NSA Headquarters |
Living in a state like Virginia where the Republican Party has nominated a slate of virulent homophobes for state wide office makes one perhaps more nervous bout government spying on private American citizens. Ken Cuccinelli is on record for wanting to recriminalize homosexuality and recently tried to argue that Lawrence v. Texas had not struck down Virginia's sodomy statutes. The rest of the GOP ticket is equally scary both for gays and also for women and minorities. How much do we want people like these lunatics to know about us and be able to access without out knowledge. A piece in Towleroad looks at this question. Here are some excerpts:
You don't have to be a libertarian to get angry at the jaw-dropping revelations that the American intelligence apparatus has been mining data from various U.S. Internet companies. Many of us are aware that private and public entities know quite a bit about us; data mining, after all, is how the Google banner, Amazon book recommendations, and Facebook sidebar ads work. But few -- outside those of us who study digital privacy -- realized the scope of the NSA's reach.
The government's intelligence gathering program -- called PRISM -- is ostensibly trying to achieve the worthy goal of preventing terror attacks. But the Kafka-esque bureaucracy it's creating could turn dangerous in the wrong hands. We've seen it before, during red scares that targeted Jews, blacks, gays, intellectuals, and other liberals; so let's not fall into the abyss of complacency by passing off the NSA's behavior as just something that makes us feel safer.
These kinds of privacy invasions have a less direct relationship to the gay community than raids of gay bars or anti-gay employment discrimination or bans on the freedom to marry. But even if it is true that the government only targeted foreigners abroad and did not discriminate on whose data it was gathering, the sweeping nature of NSA data gathering and this troubling example of the lag between our technology and our privacy protections should especially worry traditionally victimized groups.
Privacy law and the gay community have a long history.

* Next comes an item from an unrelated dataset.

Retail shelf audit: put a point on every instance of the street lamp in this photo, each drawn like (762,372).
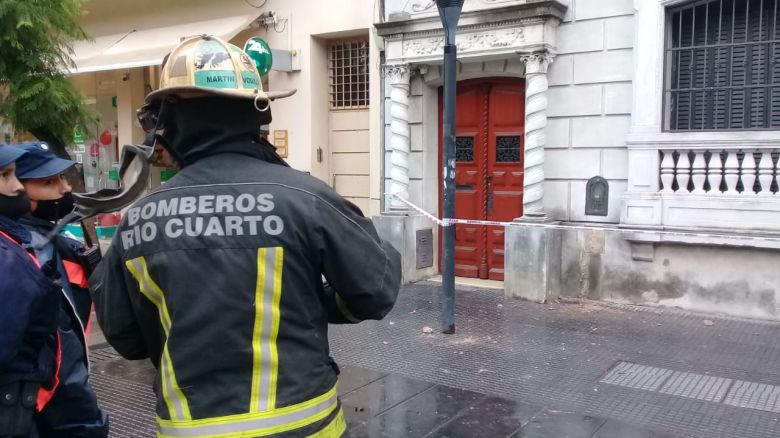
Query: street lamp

The explicit elucidation of a constitutional right to sexual privacy in the 1960s helped give us important precedents like the right to access contraception, the right to choose to terminate a pregnancy, and the right to engage in private, consensual sex with someone of the same sex without being thrown in jail. Yet, over the years, our privacy has been invaded to stop the dissemination of gay-related political or cultural speech through the mail, to force us to disclose our memberships in community organizations that advanced gay rights, and to fire us from our jobs when our personal sexual orientation becomes known.
Privacy is essential for the full realization of gay rights. Why? It's not because we need to hide who we are or hide our sexual conduct.
It would also be an oversimplification to argue that privacy matters to traditionally disadvantaged minorities, in general, and the gay community, in particular, because of the need to hide. Privacy is only partly about the right to keep secrets, from our sexual behavior to our half-naked photos to our community affiliations. Justice Brandeis said it was about the "right to be let alone." Justice Brennan called it "the most central of human needs." One the most well-known privacy scholars said privacy "ensures personal autonomy even when you have nothing to hide."